We would also like to emphasize the contributions of our work, which have been acknowledged by the reviewers and are important to the community:
- Unveiling the essence of token alignment through intuitive visualizations, we support and cross-validate our approach under the framework of optimal transport theory, while clearly elucidating the token alignment process and eliminating the token distortion caused by previous hard-mapping approaches.
- Investigating the potential of heterogeneous fusion and its linear scalability to a larger number of models (i.e., Qwen and Mistral), we highlight its high efficiency and offer valuable insights for constructing effective and efficient future LLMs.

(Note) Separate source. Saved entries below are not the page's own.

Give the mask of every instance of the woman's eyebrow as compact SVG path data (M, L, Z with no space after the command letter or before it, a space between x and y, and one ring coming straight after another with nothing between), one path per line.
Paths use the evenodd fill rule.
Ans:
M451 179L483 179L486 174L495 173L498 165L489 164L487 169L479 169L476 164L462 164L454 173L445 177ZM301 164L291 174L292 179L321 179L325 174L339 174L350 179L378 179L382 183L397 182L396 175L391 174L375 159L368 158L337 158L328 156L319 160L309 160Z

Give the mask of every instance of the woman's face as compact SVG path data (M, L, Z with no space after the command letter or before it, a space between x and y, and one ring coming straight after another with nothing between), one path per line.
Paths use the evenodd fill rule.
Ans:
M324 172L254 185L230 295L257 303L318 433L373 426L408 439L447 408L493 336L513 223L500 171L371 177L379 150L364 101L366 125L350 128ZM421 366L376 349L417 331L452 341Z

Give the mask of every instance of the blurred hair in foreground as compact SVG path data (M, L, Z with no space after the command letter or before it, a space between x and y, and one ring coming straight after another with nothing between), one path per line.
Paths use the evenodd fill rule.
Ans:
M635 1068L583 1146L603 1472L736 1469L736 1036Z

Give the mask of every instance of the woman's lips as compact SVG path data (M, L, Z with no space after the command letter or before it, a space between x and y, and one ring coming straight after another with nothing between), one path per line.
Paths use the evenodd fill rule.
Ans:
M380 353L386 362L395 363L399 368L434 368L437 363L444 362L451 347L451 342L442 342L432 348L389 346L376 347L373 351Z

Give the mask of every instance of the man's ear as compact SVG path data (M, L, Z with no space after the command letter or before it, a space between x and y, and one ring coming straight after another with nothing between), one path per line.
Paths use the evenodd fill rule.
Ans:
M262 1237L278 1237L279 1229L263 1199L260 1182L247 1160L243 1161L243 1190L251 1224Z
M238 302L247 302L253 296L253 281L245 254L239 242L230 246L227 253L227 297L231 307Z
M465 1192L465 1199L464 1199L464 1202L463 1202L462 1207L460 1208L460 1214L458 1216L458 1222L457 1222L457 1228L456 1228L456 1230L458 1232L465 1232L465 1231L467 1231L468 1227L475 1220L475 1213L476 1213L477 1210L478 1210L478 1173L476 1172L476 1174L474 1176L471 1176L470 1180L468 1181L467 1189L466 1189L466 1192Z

- Conducting comprehensive experiments across diverse benchmarks covering core LLM capabilities (i.e., detailed case studies and analyses), we demonstrate the generality of our approach through coherent representation fusion.
Finally, we deeply value the constructive comments provided by the reviewers. In response, we have carefully refined our work based on the feedback received. Considering the contributions made, we hope that our work can provide new insights to the model fusion communities, and contribute to their further development.
Sincerely,
Authors
This paper addresses the problem of combining multiple large language models into a stronger model in a setting in which the token vocabulary differs across models. All the reviewers are positive or mildly positive about the paper, and they were satisfied with the rebuttal by the authors.